Our contributions are summarized as follows:
- We present a novel prediction quality evaluation metric based on **Agreement with Dropout Inferences calibrated by Confidence (ADIC)**, where the Dice score between predictions by the model and its dropout version is leveraged to assess the robustness of the model on a testing sample, then it is further calibrated by the confidence to become highly relevant to the real Dice value between the prediction and its ground-truth
- We propose **Adaptive Feature Fusion-based Refinement (AFFR)** that adaptively fuses the feature of a sample with those with high ADIC values based on their similarity, leading to robust refined pseudo-labels.
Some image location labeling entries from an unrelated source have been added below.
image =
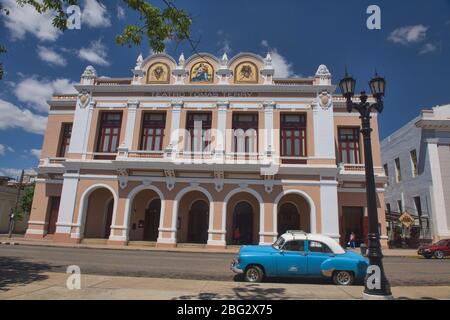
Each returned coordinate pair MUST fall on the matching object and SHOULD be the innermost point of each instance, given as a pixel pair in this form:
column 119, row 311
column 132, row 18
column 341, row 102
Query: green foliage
column 158, row 25
column 2, row 48
column 25, row 202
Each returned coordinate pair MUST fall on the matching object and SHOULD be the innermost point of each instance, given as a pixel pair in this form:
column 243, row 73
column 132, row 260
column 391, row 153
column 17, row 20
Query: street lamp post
column 376, row 285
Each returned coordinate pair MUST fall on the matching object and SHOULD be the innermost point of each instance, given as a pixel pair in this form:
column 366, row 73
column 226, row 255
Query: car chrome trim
column 328, row 273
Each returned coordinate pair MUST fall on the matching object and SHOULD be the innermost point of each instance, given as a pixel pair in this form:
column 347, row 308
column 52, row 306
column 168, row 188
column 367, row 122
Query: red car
column 440, row 250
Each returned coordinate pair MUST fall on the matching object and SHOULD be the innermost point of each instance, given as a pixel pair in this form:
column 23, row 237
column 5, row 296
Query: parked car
column 439, row 250
column 298, row 254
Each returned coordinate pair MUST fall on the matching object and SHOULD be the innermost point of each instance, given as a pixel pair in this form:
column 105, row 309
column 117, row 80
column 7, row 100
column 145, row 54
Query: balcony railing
column 46, row 162
column 351, row 168
column 146, row 154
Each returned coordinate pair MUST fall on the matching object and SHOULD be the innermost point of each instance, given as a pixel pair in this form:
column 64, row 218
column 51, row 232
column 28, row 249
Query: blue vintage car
column 298, row 254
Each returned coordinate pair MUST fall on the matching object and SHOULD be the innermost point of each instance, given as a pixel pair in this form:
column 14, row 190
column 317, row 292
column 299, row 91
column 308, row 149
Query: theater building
column 205, row 150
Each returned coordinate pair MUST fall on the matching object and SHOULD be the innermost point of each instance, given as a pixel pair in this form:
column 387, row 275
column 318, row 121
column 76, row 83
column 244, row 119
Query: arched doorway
column 243, row 212
column 198, row 222
column 100, row 209
column 293, row 213
column 151, row 221
column 144, row 219
column 193, row 217
column 243, row 223
column 288, row 218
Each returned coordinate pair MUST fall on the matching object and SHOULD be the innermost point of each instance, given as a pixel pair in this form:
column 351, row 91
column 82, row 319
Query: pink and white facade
column 205, row 150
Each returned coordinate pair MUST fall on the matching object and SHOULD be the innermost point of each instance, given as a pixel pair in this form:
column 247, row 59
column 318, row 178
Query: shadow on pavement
column 16, row 272
column 250, row 292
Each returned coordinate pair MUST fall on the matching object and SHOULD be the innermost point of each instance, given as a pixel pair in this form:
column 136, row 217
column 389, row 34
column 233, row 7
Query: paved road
column 29, row 261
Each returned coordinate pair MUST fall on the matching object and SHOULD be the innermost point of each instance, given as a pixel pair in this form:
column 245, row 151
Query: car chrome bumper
column 236, row 269
column 327, row 273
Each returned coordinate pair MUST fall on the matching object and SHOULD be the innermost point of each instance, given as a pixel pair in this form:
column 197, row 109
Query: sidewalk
column 19, row 240
column 53, row 286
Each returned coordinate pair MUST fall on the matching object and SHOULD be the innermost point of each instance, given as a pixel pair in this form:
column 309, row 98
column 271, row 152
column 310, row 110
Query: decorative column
column 440, row 226
column 133, row 105
column 329, row 212
column 268, row 130
column 224, row 73
column 138, row 73
column 172, row 148
column 66, row 209
column 323, row 118
column 179, row 73
column 268, row 71
column 83, row 115
column 222, row 110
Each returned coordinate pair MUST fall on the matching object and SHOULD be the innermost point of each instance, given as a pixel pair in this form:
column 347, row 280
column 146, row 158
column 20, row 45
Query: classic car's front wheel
column 343, row 278
column 254, row 274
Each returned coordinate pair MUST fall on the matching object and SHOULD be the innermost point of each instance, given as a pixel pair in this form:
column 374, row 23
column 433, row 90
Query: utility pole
column 12, row 216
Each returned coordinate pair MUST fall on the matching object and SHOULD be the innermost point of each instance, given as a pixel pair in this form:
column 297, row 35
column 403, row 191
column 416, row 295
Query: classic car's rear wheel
column 439, row 254
column 254, row 274
column 343, row 278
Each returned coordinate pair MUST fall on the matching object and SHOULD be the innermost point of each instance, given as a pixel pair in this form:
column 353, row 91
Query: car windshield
column 440, row 243
column 279, row 243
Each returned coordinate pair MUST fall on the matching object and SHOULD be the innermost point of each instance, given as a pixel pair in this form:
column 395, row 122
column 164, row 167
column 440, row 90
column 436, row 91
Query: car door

- We introduce ADIC-guided **Self-adaptive Model Updating (SMU)** that consists of ADIC-aware pseudo-label loss weighting and ADIC-aware mean teacher to improve the stability of adaptation.
## Dataset
Download the BraTS-GLI and BraTS-PED datasets from [BraTS 2023](https://www.synapse.org/#!Synapse:syn51156910/wiki/), M&Ms datasets from [M&Ms](http://www.ub.edu/mnms).
## How to use
### Source model training
Use
```
cd code
python train_fully_supervised_2D.py # For M&Ms dataset
python train_fully_supervised_3D.py # For BraTS dataset
```
to get the source model for two datasets.
### Test-time adaptation
Use
```
./run.sh
```
to get the test-time adaptation results on two datasets.